Chargée de recherches au CEVIPOF, Réjane Sénac travaille sur les questions de genre, de parité et de diversité. Dans son dernier ouvrage, L’égalité sous conditions (Presses de Sciences Po), elle interroge le sens de l’égalité en France à travers l’analyse des justifications des politiques de parité et de diversité ainsi que des controverses sur ladite « théorie du genre ». Des justifications qui, selon la chercheuse, tendent à conditionner l’application du principe d’égalité à celles et ceux qui en avaient été exclus – les femmes et les non-blancs – à la démonstration de sa performance. Explications.

Dans votre ouvrage, L’égalité sous conditions, vous pointez du doigt certains discours accompagnant les politiques de parité ou de diversité qui mettent en avant les « bénéfices » qu’on peut retirer de la mixité sexuée et/ou raciale ? Pourquoi ?

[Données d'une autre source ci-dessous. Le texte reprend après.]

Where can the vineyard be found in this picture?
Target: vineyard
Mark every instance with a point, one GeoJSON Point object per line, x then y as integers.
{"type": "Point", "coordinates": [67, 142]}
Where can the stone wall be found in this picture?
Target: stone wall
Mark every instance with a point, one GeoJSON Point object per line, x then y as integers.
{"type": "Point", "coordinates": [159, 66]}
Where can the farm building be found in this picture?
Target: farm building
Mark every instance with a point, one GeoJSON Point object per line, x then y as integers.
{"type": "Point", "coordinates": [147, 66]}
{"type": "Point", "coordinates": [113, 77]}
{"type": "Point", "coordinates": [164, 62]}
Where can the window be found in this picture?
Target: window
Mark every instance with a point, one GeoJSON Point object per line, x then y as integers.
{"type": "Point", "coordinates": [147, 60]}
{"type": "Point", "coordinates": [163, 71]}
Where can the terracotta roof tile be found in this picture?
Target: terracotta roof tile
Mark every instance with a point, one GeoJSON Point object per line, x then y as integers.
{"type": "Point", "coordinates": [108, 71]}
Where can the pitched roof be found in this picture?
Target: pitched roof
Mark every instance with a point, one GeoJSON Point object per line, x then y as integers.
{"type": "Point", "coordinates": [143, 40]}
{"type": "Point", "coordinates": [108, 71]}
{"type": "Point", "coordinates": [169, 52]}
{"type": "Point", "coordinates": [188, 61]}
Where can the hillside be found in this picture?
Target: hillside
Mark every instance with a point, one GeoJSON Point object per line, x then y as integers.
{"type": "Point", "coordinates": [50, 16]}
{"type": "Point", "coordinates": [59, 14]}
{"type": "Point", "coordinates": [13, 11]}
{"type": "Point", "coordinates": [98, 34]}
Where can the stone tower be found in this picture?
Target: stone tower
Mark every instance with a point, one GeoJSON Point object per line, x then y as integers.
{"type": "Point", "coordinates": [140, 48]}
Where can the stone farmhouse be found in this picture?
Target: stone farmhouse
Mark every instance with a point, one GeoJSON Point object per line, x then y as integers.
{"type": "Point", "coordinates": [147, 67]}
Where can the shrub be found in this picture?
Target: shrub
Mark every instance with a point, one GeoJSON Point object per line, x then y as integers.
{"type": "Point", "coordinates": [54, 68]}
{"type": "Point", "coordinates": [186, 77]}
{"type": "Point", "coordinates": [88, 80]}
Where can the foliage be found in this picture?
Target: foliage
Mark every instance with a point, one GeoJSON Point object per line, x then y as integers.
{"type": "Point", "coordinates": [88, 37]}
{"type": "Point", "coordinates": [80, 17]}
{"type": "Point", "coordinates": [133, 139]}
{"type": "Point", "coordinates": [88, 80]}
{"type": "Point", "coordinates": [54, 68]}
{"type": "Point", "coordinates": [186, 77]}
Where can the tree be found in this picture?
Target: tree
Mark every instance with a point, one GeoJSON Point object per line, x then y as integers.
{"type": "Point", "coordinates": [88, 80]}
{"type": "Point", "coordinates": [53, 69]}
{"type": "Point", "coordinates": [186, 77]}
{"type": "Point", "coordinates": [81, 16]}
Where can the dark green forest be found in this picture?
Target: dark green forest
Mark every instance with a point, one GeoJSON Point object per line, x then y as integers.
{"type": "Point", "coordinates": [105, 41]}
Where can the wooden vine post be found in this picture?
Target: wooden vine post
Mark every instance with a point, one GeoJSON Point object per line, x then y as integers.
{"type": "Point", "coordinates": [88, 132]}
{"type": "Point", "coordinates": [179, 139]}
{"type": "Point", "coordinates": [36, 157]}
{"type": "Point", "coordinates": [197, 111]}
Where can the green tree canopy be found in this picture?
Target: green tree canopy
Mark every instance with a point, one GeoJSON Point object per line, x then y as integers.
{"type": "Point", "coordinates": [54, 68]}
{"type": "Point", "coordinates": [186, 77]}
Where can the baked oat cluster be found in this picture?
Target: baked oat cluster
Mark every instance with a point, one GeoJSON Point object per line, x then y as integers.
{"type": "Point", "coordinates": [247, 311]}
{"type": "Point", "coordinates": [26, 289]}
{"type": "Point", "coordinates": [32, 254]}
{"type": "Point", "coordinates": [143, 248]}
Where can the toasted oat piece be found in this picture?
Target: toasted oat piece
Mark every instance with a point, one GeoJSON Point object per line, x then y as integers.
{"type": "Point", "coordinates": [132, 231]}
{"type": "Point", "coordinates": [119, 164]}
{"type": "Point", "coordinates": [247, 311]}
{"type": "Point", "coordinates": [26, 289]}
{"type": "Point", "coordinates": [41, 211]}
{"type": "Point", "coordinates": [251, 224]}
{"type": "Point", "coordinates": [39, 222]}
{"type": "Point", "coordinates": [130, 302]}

Réjane Sénac : Dans une période de crise globalisée et globale, il semble aujourd’hui difficile de justifier la redistribution des richesses et des places autrement qu’en la présentant comme « rentable ». J’ai en particulier analysé cette tentation lors de mon travail de recherche sur l’application des lois dites sur la parité. Si ces lois permettent qu’il y ait aujourd’hui quasiment autant de femmes que d’hommes élu.e.s (surtout au niveau des élections locales), leur mise en oeuvre est justifiée au nom, non pas seulement de l’égale légitimité des femmes à être élues, mais aussi de la plus-value qu’elles sont censées apporter.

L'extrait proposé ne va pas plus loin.